Female Nobel laureates assure Rohingya women

The female Nobel laureates have assured the tortured Rohingya women that they will fight for their justice after listening to their harrowing tales of brutalities in Myanmar.

“They [Nobel laureates] were able to communicate very powerful messages to the Rohingya women.
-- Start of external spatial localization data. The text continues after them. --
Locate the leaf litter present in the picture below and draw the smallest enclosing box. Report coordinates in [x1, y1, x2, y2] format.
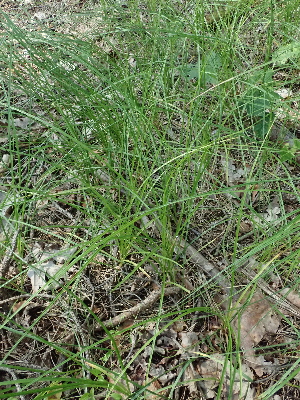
[233, 289, 281, 377]
[27, 243, 77, 292]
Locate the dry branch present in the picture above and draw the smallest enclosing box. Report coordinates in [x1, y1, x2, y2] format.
[95, 286, 181, 331]
[0, 229, 19, 278]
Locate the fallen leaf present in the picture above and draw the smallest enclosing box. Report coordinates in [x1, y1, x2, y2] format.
[280, 288, 300, 308]
[27, 244, 77, 292]
[149, 365, 165, 379]
[178, 331, 199, 359]
[275, 88, 292, 99]
[233, 290, 281, 376]
[12, 300, 30, 313]
[220, 155, 247, 185]
[13, 116, 33, 129]
[144, 380, 169, 400]
[240, 220, 252, 233]
[181, 363, 201, 398]
[33, 12, 47, 21]
[198, 354, 255, 400]
[254, 197, 281, 227]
They said ‘we are your voice and we will fight for justice for you’” Nobel Women Initiative’s Media Consultant Veronica Pedrosa, who accompanied the laureates to Ghundhum of Naikkhangchhari in Bandarban said today.

“You should be proud to say ‘I am a Rohingya,’” Pedrosa told The Daily Star by phone, quoting the female Nobel Peace laureates as saying.
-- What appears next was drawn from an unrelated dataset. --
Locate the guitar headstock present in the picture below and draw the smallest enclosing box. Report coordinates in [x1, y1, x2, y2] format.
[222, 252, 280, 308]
In tears, female Nobel laureates Tawakkol Karman and Mairead Maguire listened for two hours to the stories of Rohingya refugees stuck in no-man’s land in Naikkhangchhari upazila of Bandarban while visiting the area this morning.

They were visiting the Zero point area of Ghumdum union in Naikkhangchhari upazila where thousands of Rohingya refugees have taken shelter in the no-man’s land, reports our Cox’s Bazar staff correspondent.

As the news of their arrival spread, hundreds of Rohingya female and children refugees crossed a small creek and moved into Bangladesh territory through Konapara. They shared stories of their torture and persecution in the hands of the Myanmar military in Rakhine state.

The Nobel Women's Initiative, a platform of six female peace laureates established in 2006, has organised the visit in partnership with Naripokkho. On Sunday, they visited the refugee camps in Kutupalang and Balukhali.

“My mother was killed in front of my own eyes. And the Myanmar military took away my father in a car and he has been missing till now,” said one refugee girl, aged 13 who escaped from Kochugunia of Maungdaw with her six siblings and has been staying in the no-man’s land.

Another refugee, a severely distressed woman, aged 35, told the Nobel laureates that the Myanmar army killed her husband and snatched her two-year-old child and threw the child into burning flames.